Etika Berwisata Alam
- Jangan buang sampah sembarangan!
- Jangan merusak alam!
- Patuhi peraturan dan tata krama yang berlaku!
- Jaga sikap dan sopan-santun!
- Jangan hanya foto-foto selfie thok!
- Kalau tempat wisatanya sudah ramai, jangan ke sana!
Lebih lanjut, silakan simak artikel ini.
Di pinggir jalan raya di Kecamatan Piyungan, Bantul. Tepatnya di emperan kedai jajanan pasar. Aku dan Mbah Gundul terlibat suatu obrolan singkat.
“Wis, wis tau kerungu Puncak Bucu urung?” [1], tanya si Mbah
“Sing kerep ono ng internet kae toh Mbah? Mung aku rung tau merono.” [2]
“Merono gelem ra?” [3]
[1] Wis, sudah pernah dengar Puncak Bucu belum?
[2] Yang sering ada di internet itu toh Mbah? Tapi aku belum pernah ke sana.
[3] Ke sana mau nggak?
Nah! Ini dia! Ini dia ajakan khas Mbah Gundul yang amat sangat harus dicurigai! #hehehe
Terus terang, ajakan Mbah Gundul itu nggak bisa serta-merta aku jawab lugas. Aku lirik ke sebelah. Tampak Kang Sigit lagi asyik ngemil jajanan. Sepertinya dia nggak mendengar obrolan kami barusan. #hehehe
“Aku sih manut wae Mbah. Gur Wonolelo kae toh?” [4], ujarku pelan
“Yo, Wonolelo isih munggah meneh.” [5]
[4] Aku sih manut saja Mbah. Cuma di Wonolelo itu toh?
[5] Ya, Wonolelo masih naik lagi.
Selepas itu, nama Puncak Bucu nggak pernah disebut-sebut lagi sepanjang perjalanan. Dari kedai jajanan pasar, kami fokus bersepeda menuntaskan misi utama yakni mengunjungi Air Terjun Surupethek di Desa Bojong.
Singkat cerita, Alhamdulillah misi bersepeda pada hari Sabtu (19/12/2015) itu pun akhirnya sukses terlaksana. Bagi Pembaca yang ingin tahu bagaimana perjalanan ke Air Terjun Surupethek, silakan nge-klik tautan di bawah ini. #senyum.lebar
SILAKAN DIBACA
Perjalanan Pulang Masih Panjang
Waktu menunjukkan pukul 10 pagi saat kami bersiap-siap pulang dari Air Terjun Surupethek.
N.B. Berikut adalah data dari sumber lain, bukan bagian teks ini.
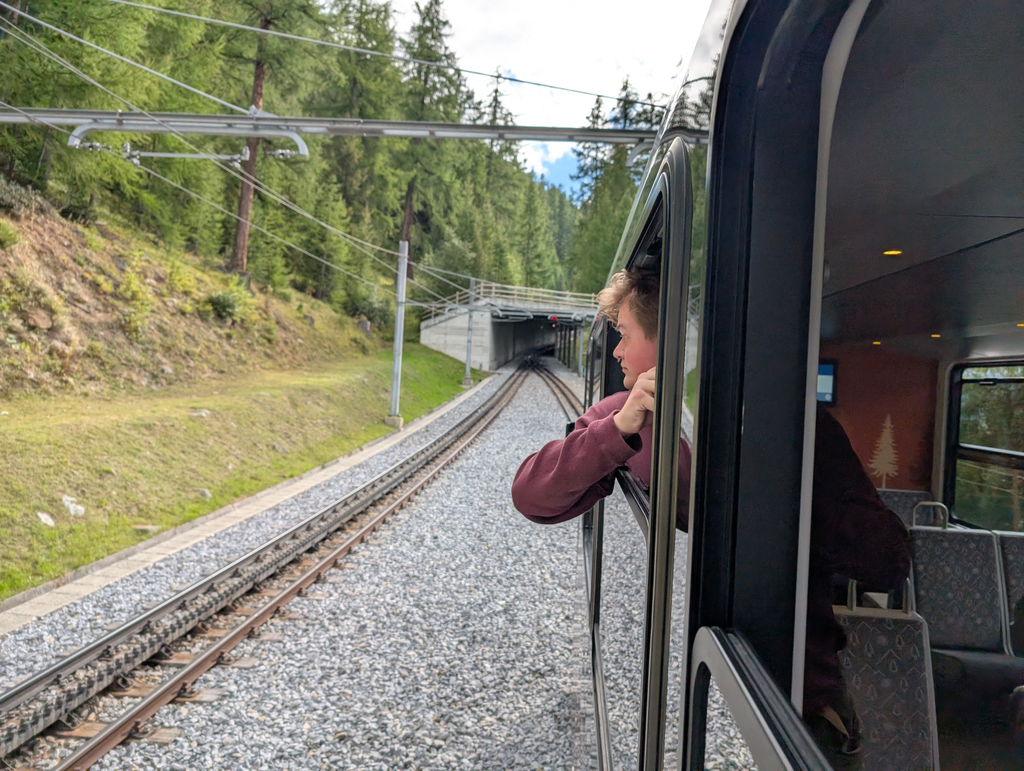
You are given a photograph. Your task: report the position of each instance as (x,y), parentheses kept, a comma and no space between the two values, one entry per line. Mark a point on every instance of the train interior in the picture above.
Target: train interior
(922,361)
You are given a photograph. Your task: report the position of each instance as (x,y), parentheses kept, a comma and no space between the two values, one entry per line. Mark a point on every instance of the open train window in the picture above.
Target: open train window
(987,457)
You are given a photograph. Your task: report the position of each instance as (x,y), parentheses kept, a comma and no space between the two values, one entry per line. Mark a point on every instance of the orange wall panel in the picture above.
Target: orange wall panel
(886,402)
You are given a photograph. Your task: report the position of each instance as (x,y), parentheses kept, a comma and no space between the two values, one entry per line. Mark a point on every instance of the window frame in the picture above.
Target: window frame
(954,451)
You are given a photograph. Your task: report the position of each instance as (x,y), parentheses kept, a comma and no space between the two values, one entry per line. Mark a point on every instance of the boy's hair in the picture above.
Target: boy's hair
(641,289)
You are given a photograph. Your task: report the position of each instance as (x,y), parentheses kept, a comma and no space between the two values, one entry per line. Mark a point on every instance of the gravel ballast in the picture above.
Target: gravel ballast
(34,646)
(454,639)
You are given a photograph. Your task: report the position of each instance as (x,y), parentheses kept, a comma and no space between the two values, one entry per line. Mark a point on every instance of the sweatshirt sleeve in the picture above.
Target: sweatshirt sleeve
(567,476)
(852,531)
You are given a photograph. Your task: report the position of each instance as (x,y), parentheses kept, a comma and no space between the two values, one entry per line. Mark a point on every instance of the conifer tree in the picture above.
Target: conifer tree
(883,464)
(590,157)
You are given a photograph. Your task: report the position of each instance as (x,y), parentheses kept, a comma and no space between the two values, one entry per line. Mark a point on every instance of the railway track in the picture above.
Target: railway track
(567,399)
(173,643)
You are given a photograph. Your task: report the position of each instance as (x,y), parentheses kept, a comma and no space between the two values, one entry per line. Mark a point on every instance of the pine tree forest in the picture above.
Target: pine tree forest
(465,206)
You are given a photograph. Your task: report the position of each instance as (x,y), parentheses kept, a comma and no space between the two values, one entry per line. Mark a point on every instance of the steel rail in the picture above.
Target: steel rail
(567,399)
(132,720)
(146,623)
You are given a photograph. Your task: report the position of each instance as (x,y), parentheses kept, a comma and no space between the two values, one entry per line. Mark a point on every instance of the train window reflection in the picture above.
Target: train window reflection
(623,592)
(725,748)
(989,475)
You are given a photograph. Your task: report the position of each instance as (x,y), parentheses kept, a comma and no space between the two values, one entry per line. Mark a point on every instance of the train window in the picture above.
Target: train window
(724,745)
(988,484)
(623,589)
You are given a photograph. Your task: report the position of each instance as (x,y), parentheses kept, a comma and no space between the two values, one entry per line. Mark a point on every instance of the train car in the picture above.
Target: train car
(856,241)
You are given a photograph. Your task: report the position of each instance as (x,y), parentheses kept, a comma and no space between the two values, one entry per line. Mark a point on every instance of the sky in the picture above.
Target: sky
(591,46)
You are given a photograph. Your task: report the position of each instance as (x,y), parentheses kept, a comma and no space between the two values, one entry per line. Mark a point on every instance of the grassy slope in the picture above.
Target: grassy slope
(143,460)
(110,343)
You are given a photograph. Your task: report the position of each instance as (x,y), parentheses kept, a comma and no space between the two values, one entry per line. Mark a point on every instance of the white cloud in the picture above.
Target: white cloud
(588,46)
(537,157)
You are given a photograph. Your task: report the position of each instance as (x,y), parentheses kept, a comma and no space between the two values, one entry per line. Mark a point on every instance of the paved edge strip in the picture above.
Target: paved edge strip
(26,606)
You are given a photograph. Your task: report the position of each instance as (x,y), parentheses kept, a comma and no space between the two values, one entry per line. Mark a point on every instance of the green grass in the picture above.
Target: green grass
(8,234)
(142,460)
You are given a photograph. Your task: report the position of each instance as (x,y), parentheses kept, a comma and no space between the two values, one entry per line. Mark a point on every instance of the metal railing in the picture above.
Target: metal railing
(503,294)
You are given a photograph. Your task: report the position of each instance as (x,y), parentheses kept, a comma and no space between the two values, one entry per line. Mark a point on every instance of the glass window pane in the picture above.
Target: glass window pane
(724,745)
(992,416)
(989,497)
(624,582)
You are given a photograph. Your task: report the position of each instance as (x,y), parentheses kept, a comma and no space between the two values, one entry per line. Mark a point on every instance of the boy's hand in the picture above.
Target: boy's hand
(639,408)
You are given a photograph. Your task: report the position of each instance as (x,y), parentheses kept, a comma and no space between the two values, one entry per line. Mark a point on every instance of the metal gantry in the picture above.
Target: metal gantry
(261,124)
(265,125)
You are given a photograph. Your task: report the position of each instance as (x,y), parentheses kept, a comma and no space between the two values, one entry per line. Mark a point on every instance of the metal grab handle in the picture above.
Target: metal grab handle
(851,595)
(931,505)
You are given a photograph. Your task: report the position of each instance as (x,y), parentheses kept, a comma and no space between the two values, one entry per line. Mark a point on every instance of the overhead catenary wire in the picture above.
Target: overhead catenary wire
(371,52)
(22,13)
(273,195)
(219,208)
(27,39)
(30,41)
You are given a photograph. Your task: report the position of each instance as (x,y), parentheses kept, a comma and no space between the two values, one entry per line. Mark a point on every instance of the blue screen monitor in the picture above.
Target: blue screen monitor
(826,382)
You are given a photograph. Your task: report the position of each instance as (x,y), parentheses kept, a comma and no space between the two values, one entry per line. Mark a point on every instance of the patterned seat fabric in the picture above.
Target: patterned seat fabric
(903,501)
(958,588)
(887,669)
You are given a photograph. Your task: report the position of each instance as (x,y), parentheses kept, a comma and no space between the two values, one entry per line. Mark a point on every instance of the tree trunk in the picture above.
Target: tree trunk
(407,221)
(14,15)
(249,168)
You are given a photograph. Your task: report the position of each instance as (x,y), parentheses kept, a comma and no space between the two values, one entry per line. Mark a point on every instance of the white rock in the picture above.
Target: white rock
(73,508)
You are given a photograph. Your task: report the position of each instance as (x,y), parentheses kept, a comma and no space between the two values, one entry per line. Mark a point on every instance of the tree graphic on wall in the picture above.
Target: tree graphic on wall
(885,458)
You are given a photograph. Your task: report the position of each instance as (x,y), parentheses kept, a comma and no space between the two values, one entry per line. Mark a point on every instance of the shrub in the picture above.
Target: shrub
(18,201)
(371,306)
(180,280)
(8,236)
(223,304)
(139,304)
(235,304)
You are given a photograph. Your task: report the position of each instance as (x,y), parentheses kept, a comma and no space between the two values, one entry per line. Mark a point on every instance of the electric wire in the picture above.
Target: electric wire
(28,39)
(121,58)
(219,208)
(42,48)
(371,52)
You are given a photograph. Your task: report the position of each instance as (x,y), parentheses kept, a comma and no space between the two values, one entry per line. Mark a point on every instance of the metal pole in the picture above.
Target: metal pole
(394,418)
(467,379)
(580,352)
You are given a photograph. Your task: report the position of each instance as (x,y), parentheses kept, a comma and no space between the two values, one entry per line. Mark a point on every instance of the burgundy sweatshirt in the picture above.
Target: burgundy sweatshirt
(569,475)
(852,532)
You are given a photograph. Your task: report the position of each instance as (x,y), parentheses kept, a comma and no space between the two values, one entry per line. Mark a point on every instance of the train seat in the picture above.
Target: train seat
(960,590)
(888,671)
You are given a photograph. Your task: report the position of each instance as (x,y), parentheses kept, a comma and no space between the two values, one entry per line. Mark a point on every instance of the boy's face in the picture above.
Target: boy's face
(635,352)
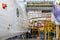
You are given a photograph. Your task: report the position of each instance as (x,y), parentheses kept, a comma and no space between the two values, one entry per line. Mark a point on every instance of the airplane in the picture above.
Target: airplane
(13,19)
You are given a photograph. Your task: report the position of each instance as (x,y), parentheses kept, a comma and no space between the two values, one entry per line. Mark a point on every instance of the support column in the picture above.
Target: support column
(57,32)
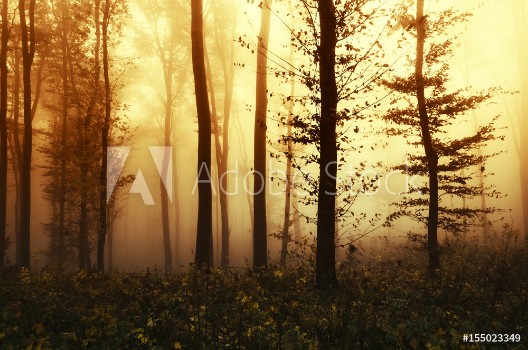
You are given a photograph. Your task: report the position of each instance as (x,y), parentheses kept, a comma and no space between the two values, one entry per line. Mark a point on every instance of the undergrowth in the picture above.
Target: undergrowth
(386,302)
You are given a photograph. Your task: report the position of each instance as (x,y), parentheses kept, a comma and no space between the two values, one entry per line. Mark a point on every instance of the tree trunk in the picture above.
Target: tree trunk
(204,234)
(521,11)
(64,131)
(167,74)
(3,131)
(260,244)
(28,52)
(101,237)
(16,149)
(228,94)
(325,272)
(221,167)
(430,153)
(289,156)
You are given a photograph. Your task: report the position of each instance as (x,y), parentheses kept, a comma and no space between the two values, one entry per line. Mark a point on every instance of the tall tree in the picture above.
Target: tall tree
(325,272)
(101,237)
(204,234)
(448,161)
(28,53)
(260,235)
(289,155)
(3,130)
(64,131)
(224,53)
(160,15)
(430,152)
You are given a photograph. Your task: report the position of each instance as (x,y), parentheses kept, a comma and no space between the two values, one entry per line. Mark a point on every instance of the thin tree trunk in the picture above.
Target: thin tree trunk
(17,147)
(28,52)
(289,155)
(430,153)
(228,79)
(3,131)
(521,12)
(101,238)
(64,133)
(260,244)
(325,272)
(204,234)
(167,73)
(221,167)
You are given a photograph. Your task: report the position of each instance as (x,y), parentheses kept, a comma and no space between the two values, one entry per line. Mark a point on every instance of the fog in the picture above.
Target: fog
(486,55)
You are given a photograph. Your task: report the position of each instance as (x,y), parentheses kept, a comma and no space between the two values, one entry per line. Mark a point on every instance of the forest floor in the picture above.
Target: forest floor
(387,302)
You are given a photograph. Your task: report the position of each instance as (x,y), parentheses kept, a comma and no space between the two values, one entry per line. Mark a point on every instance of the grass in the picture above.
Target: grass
(389,302)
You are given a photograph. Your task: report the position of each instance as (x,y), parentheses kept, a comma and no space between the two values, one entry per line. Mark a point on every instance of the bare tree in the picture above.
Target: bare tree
(430,152)
(325,272)
(3,130)
(204,234)
(260,245)
(28,53)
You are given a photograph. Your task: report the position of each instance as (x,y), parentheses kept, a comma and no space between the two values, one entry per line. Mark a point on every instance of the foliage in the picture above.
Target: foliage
(459,130)
(386,302)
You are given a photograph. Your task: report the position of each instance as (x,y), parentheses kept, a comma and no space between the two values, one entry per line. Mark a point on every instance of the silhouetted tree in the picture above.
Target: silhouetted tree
(260,245)
(3,130)
(204,234)
(447,161)
(325,272)
(28,53)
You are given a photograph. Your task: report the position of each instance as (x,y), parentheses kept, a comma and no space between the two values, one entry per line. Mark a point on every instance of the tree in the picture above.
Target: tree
(28,52)
(204,234)
(260,246)
(430,152)
(3,130)
(163,44)
(447,161)
(224,54)
(325,272)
Dalam kamus kami, pukul 10 itu tergolong masih pagi untuk “sekadar” balik ke rumah. Mungkin itu sebabnya Kang Sigit mendadak melontarkan pertanyaan yang cukup provokatif. #hehehe
“Ayo! Habis ini mau ke mana lagi kita?”, tanyanya bersemangat
Aku diam saja mendengar pertanyaan Kang Sigit. Nggak ada niat untuk menimpali. Sebab aku yakin, Mbah Gundul pasti bakal menyambarnya dengan ajakan “itu”. #hehehe
“Ke Puncak Bucu mau nggak?”, si Mbah balik nanya
“Lewatnya mana itu Om?”, Kang Sigit penasaran
“Ya Wonolelo masih terus lagi.”
“Oh, nanti yang tembusnya ke Jalan Wonosari itu ya?”
“Iya bisa. Tapi nggak sampai Jalan Wonosari juga bisa.”
Supaya Pembaca lebih jelas, jalur menuju Puncak Bucu yang dimaksud Mbah Gundul itu adalah dengan melalui ruas jalan alternatif yang menghubungkan Desa Wonolelo di Kecamatan Pleret dengan Jalan Raya Jogja – Wonosari. Kami menyebut ruas jalan ini dengan nama Jalur Wonolelo.
Sejak bertahun-tahun yang lalu, kami sudah akrab dengan Jalur Wonolelo ini. Dahulu kala, saat SPSS belum tercerai-berai #nostalgila, Mbah Gundul pernah beberapa kali mengajak kami “latihan” di Jalur Wonolelo.
Aku sebut sebagai “latihan” karena Jalur Wonolelo dihuni sejumlah tanjakan panjang. Memang sih, tanjakannya masih lebih ramah dibandingkan tanjakan tetangga, yakni Cinomati. Tapi tetap saja, segala jenis tanjakan itu kan menguji kesabaran dan juga kekuatan dengkul toh? #hehehe
SILAKAN DIBACA
“Piye Wis?” [6], Mbah Gundul balik bertanya ke aku
[6] Gimana Wis?
Agaknya Mbah Gundul ingin memastikan bahwa pendirianku masih teguh, sesuai kata manut yang aku ucapkan di kedai jajanan pasar beberapa jam yang lalu.
Aku sendiri sih,
Mau rute pulangnya lewat Wonolelo kek.
Mau tembus ke Jalan Wonosari kek.
Mau mampir ke Puncak Bucu kek.
Buatku semuanya fine-fine saja. #hehehe
#hidup.pas.lagi.senggang
Lagipula, beberapa hari yang lalu aku kan sudah “latihan” melibas tanjakan jahanam ke Samigaluh. Lha masak nanjak ke Puncak Bucu yang masih di wilayah Piyungan saja nggak kuat? Kan ketinggian Piyungan itu nggak ada 1/3 nya ketinggian Samigaluh? Mau ditaruh di mana harga dengkulku? #hehehe
SILAKAN DIBACA
“Takon Kang Sigit wae Mbah. Kan omah e sing paling adoh ng pucuk Sleman kono.” [7]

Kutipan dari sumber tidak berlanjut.